Shabbat Ekev: How To Be Loyal (not to Haman but to Life)

Do you believe in cause and effect? The opening of this week’s parashat hashavua insists on precisely this: events follow in the wake of other events in a causative fashion. Let us be more precise: do you understand the effect of your acts on others, on your society, and on the world in which you live?

 

וְהָיָ֣ה ׀ עֵ֣קֶב תִּשְׁמְע֗וּן אֵ֤ת הַמִּשְׁפָּטִים֙ הָאֵ֔לֶּה וּשְׁמַרְתֶּ֥ם וַעֲשִׂיתֶ֖ם אֹתָ֑ם וְשָׁמַר֩ יְהוָ֨ה אֱלֹהֶ֜יךָ לְךָ֗ אֶֽת־הַבְּרִית֙ וְאֶת־הַחֶ֔סֶד אֲשֶׁ֥ר נִשְׁבַּ֖ע לַאֲבֹתֶֽיךָ׃

 

If you all obey these rules and guard them, as a result [ekev] you will each know the sense of loyal reliability in the covenant your ancestors spoke of in relation to HaShem (Deut. 7.12)

 

Behold the cause-and-effect interplay of the communal and the individual: if we all manage to be loyal to the integrity of our ethics, we will each personally feel that the ethics of our community are reliable for us.

 

Others call it karma when what we mean to say is that, sooner or later, what you put out into the universe comes back to you.
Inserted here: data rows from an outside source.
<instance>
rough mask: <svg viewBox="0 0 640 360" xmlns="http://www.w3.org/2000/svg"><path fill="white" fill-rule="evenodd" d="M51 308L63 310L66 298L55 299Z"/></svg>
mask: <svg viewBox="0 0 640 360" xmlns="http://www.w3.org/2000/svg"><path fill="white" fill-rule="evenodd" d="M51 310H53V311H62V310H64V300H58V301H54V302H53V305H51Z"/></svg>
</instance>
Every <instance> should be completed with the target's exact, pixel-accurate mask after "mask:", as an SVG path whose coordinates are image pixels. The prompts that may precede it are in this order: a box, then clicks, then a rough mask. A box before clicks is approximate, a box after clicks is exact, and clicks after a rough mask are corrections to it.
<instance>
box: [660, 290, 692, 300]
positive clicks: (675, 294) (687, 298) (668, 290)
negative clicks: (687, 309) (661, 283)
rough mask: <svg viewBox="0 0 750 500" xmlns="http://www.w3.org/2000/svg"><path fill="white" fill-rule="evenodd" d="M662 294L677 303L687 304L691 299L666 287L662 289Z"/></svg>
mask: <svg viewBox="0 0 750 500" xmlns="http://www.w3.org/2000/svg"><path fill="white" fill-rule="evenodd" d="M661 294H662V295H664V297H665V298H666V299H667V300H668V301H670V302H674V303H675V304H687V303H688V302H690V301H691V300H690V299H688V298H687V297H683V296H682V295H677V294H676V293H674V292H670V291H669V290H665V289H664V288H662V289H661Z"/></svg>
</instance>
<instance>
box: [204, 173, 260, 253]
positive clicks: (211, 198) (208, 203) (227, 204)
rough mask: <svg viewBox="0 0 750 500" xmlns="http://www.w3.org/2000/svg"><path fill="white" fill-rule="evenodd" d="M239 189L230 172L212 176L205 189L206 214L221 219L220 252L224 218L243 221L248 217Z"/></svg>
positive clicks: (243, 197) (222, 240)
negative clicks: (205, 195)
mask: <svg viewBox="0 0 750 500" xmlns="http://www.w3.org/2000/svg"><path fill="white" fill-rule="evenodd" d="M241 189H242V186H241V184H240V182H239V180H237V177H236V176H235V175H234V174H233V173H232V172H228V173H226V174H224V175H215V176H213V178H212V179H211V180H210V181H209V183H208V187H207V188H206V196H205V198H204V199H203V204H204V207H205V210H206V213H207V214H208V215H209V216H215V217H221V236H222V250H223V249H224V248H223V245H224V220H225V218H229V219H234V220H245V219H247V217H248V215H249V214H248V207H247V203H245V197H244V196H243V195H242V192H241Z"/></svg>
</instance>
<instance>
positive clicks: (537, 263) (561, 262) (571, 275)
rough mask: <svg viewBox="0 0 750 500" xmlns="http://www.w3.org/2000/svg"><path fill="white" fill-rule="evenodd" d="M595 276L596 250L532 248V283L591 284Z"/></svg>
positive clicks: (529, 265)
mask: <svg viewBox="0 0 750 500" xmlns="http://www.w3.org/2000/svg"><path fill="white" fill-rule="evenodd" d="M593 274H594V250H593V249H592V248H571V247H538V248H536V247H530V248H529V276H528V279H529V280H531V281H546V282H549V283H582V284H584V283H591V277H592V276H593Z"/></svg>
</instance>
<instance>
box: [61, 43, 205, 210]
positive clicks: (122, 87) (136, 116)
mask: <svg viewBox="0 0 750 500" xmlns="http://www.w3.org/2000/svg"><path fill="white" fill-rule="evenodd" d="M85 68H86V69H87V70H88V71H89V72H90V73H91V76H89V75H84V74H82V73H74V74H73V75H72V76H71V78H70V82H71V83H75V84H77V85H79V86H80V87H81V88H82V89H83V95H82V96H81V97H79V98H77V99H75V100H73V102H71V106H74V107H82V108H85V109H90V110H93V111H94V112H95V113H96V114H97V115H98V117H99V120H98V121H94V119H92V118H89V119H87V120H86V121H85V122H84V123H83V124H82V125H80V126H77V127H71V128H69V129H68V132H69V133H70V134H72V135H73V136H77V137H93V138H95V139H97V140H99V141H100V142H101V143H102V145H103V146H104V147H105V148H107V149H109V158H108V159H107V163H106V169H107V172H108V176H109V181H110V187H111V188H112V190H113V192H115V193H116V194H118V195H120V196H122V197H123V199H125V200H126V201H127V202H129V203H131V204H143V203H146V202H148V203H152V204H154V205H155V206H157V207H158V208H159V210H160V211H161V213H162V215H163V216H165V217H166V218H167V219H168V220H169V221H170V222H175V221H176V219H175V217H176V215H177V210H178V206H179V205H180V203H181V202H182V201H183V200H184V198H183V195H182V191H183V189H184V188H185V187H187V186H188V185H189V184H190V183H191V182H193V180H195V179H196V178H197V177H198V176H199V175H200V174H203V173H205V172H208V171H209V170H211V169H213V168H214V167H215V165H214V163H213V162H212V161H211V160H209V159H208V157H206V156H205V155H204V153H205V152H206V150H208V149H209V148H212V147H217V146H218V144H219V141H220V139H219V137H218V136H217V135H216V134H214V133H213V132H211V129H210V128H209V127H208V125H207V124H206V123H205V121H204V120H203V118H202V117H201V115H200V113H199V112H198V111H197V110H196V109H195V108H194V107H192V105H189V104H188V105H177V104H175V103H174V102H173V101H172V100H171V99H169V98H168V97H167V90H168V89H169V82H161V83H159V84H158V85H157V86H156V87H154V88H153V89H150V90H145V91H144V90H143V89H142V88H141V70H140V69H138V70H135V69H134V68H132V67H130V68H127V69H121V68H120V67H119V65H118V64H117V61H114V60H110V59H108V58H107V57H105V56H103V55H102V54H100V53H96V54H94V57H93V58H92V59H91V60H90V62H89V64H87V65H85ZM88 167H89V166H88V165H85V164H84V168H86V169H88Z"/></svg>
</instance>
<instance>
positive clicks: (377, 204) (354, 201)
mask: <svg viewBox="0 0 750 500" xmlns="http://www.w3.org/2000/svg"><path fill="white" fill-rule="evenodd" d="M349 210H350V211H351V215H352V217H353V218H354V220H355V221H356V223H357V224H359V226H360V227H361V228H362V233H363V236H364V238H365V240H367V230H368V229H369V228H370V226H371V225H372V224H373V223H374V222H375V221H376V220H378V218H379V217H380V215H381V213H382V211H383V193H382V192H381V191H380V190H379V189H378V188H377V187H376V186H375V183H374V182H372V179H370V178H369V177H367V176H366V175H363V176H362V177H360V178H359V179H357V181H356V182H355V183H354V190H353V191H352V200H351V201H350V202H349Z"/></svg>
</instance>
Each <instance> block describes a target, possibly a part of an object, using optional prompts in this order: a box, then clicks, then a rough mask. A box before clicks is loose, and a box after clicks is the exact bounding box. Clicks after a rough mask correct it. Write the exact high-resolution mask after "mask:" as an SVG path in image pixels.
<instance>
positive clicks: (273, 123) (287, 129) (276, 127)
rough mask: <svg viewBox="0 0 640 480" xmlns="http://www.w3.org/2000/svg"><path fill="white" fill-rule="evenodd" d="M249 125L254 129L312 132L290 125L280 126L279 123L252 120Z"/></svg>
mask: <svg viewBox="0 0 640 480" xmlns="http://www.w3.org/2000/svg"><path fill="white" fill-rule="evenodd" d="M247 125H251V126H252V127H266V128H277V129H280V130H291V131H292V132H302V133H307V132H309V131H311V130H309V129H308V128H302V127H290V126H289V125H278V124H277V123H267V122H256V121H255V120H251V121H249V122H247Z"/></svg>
But that’s only the half of it: our tradition goes further to assert that no one can see an individual self as exempt from the well-being of the community. Unless we are all involved, there can be no wholeness – no peace, literally, in the Hebrew.

 

In the light of the wholeness we Jews have a tradition of envisioning every time we pray, I invite you to make this Shabbat a time of rest. After a week like this, when the President of the United States has so unwisely and so hatefully invited anti-Semitic tropes of disloyalty upon us, we need to remind ourselves and each other of that to which we must always be loyal – and since Haman we’ve known that it’s not authoritarian dictators.

 

Our parashah continues:

וּמַלְתֶּ֕ם אֵ֖ת עָרְלַ֣ת לְבַבְכֶ֑ם וְעָ֨רְפְּכֶ֔ם לֹ֥א תַקְשׁ֖וּ עֽוֹד׃

 

“Cut away, therefore, the thickening about your hearts and stiffen your necks no more” – undo the protective cynicism and the numbing of turning away; practice compassion for yourself and for others at all times.

 

כִּ֚י יְהוָ֣ה אֱלֹֽהֵיכֶ֔ם ה֚וּא אֱלֹהֵ֣י הָֽאֱלֹהִ֔ים וַאֲדֹנֵ֖י הָאֲדֹנִ֑ים הָאֵ֨ל הַגָּדֹ֤ל הַגִּבֹּר֙ וְהַנּוֹרָ֔א אֲשֶׁר֙ לֹא־יִשָּׂ֣א פָנִ֔ים וְלֹ֥א יִקַּ֖ח שֹֽׁחַד׃

 

“HaShem is too great for petty favors and bribes” – no magical thinking and no side bets on foreign passports can save us if we can no longer hold on to the Rock that our ethical community is meant to be.

 

עֹשֶׂ֛ה מִשְׁפַּ֥ט יָת֖וֹם וְאַלְמָנָ֑ה וְאֹהֵ֣ב גֵּ֔ר לָ֥תֶת ל֖וֹ לֶ֥חֶם וְשִׂמְלָֽה׃ וַאֲהַבְתֶּ֖ם אֶת־הַגֵּ֑ר כִּֽי־גֵרִ֥ים הֱיִיתֶ֖ם בְּאֶ֥רֶץ מִצְרָֽיִם׃

 

 

“HaShem upholds the cause of the fatherless and the widow, and befriends the stranger, providing him with food and clothing. You too must befriend the stranger, for you were strangers in the land of Egypt.”

 

How might we maintain the integrity of our ethical community in the face of so much despair? Never mind the end of the world fears we all share; in front of us is a person who needs food, who needs clothing, who needs a human touch. Practicing compassion for another is the only way to keep that life-sustaining channel open for ourselves as well.

 

The communal and the individual. Ekev tish’m’un, as long as we are loyal to that which we all are obligated to hear and do, each of us will have something to hold on to.

 

As it was for our ancestors so may it be for us, the unwavering and comforting sense that it is all worth it when one knows to what one is loyal, that “even though You slay me, yet I believe in You.”